So it would appear that I've officially entered the ranks of working motherhood. I'm not quite sure when it happened. I mean, I've been getting paid for my work for over ten years. But somehow because I could squeeze it in around the edges of my life, because I could at any moment drop my work to play with a child or go to the doctor or watch a soccer game or spend hours kneading dough to bake bread or make cupcakes for a teatime, I have still always felt myself to be a "stay-at-home" mom. Work for me was a "hobby" - a way to stay engaged in writing and the adult world, not a way to pay the bills or to even satisfy some deeper need for self-expression (though both of these have turned out be real benefits - money and self-expression).
For the last seven years, my business of online teaching has steadily grown and in the last three years, has leaped forward by such a large percentage that our tax bill shows it. (Groan) My income is no longer supplementary for lacrosse gear and violin lessons. It's primary. The hours I commit each day to working have become intrusive to the point where I feel like I have to schedule my time of work so that my kids know it's a "no enter zone." Of course it's been that way for some time, but usually those hours happened after they went to bed or before they got up and occasionally, an entire afternoon or weekend when the business was heavier.

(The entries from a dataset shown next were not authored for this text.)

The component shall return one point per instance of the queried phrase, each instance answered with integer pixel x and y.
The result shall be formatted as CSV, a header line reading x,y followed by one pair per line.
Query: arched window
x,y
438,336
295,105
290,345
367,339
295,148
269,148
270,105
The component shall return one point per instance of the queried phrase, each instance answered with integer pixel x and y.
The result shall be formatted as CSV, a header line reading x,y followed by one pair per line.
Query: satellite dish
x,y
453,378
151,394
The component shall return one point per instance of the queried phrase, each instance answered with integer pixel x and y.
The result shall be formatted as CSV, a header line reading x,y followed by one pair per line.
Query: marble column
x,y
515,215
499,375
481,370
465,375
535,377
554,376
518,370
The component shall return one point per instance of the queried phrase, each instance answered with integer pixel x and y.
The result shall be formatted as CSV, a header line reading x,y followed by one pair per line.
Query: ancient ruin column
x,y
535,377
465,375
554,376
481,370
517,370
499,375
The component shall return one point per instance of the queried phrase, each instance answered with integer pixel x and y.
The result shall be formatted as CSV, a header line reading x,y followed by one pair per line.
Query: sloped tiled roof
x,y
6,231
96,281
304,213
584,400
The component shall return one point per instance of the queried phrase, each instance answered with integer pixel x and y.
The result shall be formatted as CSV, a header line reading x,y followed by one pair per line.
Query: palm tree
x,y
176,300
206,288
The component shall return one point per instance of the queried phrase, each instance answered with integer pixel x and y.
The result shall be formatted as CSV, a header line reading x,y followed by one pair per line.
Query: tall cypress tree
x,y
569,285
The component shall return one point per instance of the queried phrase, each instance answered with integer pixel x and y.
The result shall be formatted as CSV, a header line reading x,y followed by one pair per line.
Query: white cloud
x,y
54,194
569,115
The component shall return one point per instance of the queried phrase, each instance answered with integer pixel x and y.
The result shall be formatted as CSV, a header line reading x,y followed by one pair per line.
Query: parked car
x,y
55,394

But suddenly I'm swamped with real demands that have no clear end. I have appointments with CPAs, investors, bookkeepers, bank accounts managers, payroll companies and more. Suddenly I have to file all kinds of documents for the IRS and keep better records and know how to pay what when and to whom.
These tasks don't fit neatly into controllable hours where I'm "on" or "off." Add to it that right now I have to, HAVE TO, get this thesis done while finishing off grad school, and my time for children has become classically NOT stay-at-home mom level at all.
I really hate that.
But I find myself also having a lot more sympathy for those who have been working all along and who juggle mothering at the same time. I feel deeply grateful that I didn't have to do that until now. I've had to let go of my idealism again and hope that my children have had enough of me to date to adjust to this genuine change in lifestyle. It's much harder for me than I thought it would be.